4.    Allocating modest agency resources, chiefly in the form of staff time, to help drive awareness and adoption of the Registry.

Credential Engine’s tools are good news for students, businesses, and educational institutions currently struggling to navigate an increasingly complex and opaque credential system. Students can find out which credentials would serve them best, and employers can better determine what a credential holder actually knows and can do. Education and training providers can improve current systems to tackle challenging issues like transfer value as well as refine their existing programs in ways that strengthen their competitive position – or start new ones that take into account the competition. When employers start hiring more of an institution’s graduates, there’s good reason to expect more and more students will apply.

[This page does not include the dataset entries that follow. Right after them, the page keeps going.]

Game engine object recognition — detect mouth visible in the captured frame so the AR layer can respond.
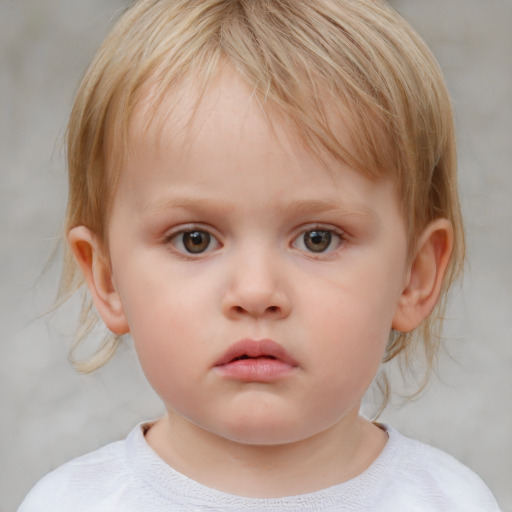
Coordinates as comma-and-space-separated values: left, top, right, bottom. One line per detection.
214, 339, 298, 382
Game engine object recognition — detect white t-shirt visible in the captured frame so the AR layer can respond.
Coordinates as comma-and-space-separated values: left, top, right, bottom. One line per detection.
18, 425, 499, 512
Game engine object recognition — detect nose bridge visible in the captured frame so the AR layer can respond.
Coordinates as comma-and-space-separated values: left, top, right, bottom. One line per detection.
225, 244, 290, 316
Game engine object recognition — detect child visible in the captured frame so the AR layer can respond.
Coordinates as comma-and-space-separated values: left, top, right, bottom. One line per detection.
19, 0, 498, 512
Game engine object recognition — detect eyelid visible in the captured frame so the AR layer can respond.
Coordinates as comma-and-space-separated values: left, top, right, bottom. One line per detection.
290, 223, 348, 258
163, 223, 223, 259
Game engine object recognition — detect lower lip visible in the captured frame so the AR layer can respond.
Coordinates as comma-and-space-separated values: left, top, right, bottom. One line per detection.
216, 357, 296, 382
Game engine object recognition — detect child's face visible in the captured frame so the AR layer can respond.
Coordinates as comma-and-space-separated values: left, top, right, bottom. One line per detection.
102, 70, 408, 444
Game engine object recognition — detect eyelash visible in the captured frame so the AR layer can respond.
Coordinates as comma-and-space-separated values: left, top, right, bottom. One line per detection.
164, 225, 346, 258
291, 226, 346, 258
164, 225, 221, 258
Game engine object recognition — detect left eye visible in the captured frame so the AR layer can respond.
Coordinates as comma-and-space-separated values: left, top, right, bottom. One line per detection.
171, 229, 219, 254
292, 229, 343, 253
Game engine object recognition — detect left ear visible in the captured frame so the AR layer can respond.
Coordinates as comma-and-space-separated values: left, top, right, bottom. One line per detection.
392, 219, 453, 332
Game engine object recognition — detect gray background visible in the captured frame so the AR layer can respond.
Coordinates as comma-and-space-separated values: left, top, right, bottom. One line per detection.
0, 0, 512, 512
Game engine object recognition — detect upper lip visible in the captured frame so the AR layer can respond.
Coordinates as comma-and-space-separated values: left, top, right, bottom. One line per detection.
215, 339, 298, 366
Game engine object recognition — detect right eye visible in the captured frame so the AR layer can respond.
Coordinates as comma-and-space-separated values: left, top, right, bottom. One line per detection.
169, 229, 220, 255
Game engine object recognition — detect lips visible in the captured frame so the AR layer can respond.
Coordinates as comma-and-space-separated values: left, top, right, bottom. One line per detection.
214, 339, 298, 382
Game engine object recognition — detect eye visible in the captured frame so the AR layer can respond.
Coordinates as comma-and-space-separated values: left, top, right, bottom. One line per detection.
170, 229, 220, 254
292, 229, 343, 253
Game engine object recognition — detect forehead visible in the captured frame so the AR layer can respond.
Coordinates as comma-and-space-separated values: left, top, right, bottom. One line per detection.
116, 67, 400, 219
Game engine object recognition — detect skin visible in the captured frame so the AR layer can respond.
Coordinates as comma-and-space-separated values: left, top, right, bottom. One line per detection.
69, 70, 451, 497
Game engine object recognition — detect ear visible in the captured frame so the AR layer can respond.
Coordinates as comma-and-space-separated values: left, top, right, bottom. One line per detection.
68, 226, 129, 335
392, 219, 453, 332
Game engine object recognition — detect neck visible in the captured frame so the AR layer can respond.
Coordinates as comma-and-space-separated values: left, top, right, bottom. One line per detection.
146, 411, 387, 498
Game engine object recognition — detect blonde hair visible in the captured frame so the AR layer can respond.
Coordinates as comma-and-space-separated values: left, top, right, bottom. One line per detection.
60, 0, 464, 400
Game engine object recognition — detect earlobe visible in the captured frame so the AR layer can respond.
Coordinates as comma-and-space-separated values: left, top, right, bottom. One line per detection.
68, 226, 129, 335
392, 219, 453, 332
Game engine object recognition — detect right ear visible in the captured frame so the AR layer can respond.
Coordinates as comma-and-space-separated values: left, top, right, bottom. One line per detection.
68, 226, 130, 335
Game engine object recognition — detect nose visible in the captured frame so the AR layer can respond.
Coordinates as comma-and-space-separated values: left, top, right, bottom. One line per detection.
222, 251, 291, 319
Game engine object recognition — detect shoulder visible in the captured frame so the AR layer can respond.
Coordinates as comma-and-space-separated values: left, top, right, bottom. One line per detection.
386, 427, 499, 512
18, 441, 130, 512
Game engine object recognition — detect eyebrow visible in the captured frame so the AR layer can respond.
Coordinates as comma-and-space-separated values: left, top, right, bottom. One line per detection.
142, 195, 376, 219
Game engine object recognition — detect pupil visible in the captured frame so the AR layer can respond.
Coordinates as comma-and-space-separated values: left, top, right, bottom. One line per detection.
304, 230, 332, 252
183, 231, 210, 254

Achieving scale is a challenge for any new system of this kind, but states like Indiana are showing how it can be done. The trick is to focus on attaining critical mass in selected industries, occupations, and regions, and to build from there.  State agencies and education commissions can provide crucial leadership with funding, advocacy, and technical assistance. If they do, we believe that their states will see skill gaps decline, workforce quality improve, and economic growth accelerate. And learners will soon find it easier to make sense of the thousands of credentials that mark the path to their goals, whatever they are.